Thierry Mariani: «Cette élection a valeur de bras d'honneur pour toute la classe politique»

INTERVIEW Leader de la «droite populaire», aile droite de l'UMP, le secrétaire d'Etat aux Transports répond à 20 Minutes sur l'échec des cantonales et la campagne présidentielle à venir...

Propos recueillis par Clémence Lemaistre et Alexandre Sulzer
— 
Thierry Mariani, le 28 mars 2011, dans les locaux de 20 Minutes, à Paris.
Thierry Mariani, le 28 mars 2011, dans les locaux de 20 Minutes, à Paris. — A. GELEBART / 20 MINUTES

Diriez-vous, comme nous l’avons titré lundi, que l’UMP s’est planté aux cantonales?
Cette élection, qui n’a pas intéressé les électeurs, a valeur de bras d’honneur pour toute la classe politique. Je suis déçu par les résultats, mais je constate toutefois que l’UMP progresse dans le sud de la France. On nous avait promis une raclée, on s’est pris une gifle.

>> Tous les résultats des cantonales, c'est par ici

L’UMP veut contrer le FN en se concentrant sur des enjeux comme la laïcité ou l’insécurité. La progression du FN aux cantonales ne démontre-elle pas l’échec de cette stratégie?
Au contraire, nous ne devons pas baisser la garde sur ces thématiques. Quand nous les abordions, en 2007, le FN n’a jamais été aussi bas. Il nous faut déplacer aujourd’hui le curseur sur des sujets «de droite». D’une façon générale, il nous faut retrouver le discours de 2007 dans lequel le volontarisme prime en politique. Seul Nicolas Sarkozy est capable d’incarner cet élan.
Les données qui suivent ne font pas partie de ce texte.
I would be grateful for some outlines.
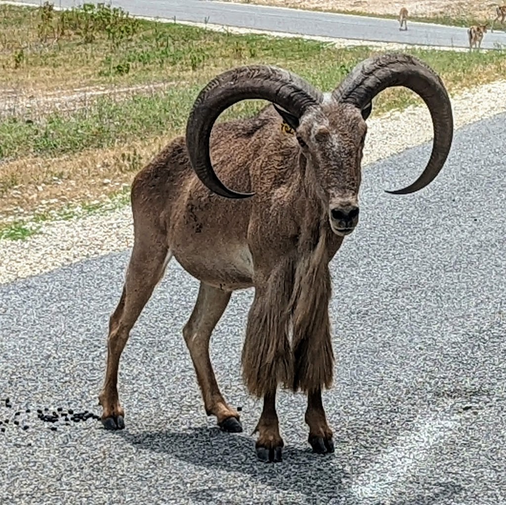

Le chef de l’Etat est impopulaire. Comment le rendre sympathique aux yeux de l’opinion?
Dans les treize mois qui viennent, nous allons devoir expliquer tout ce que l’on a fait. Qui se souvient de la loi sur les successions? De la réforme des universités? Nicolas Sarkozy a pris le courage de l’impopularité pour faire passer la réforme des retraites. Jacques Chirac savait certes se faire apprécier mais il n’a pas fait passer autant de réformes. Il n’a pas fait entrer la France dans la modernité.

Ne craignez-vous pas que les centristes, tels que Jean-Louis Borloo, fassent sécession?
Quand on rejoint le bateau en pleine euphorie, on ne le quitte pas quand ça tangue. Concernant Jean-Louis Borloo, il était prêt à être Premier ministre. Je ne le vois pas, à peine quatre mois plus tard, dire qu’il quitte l’UMP.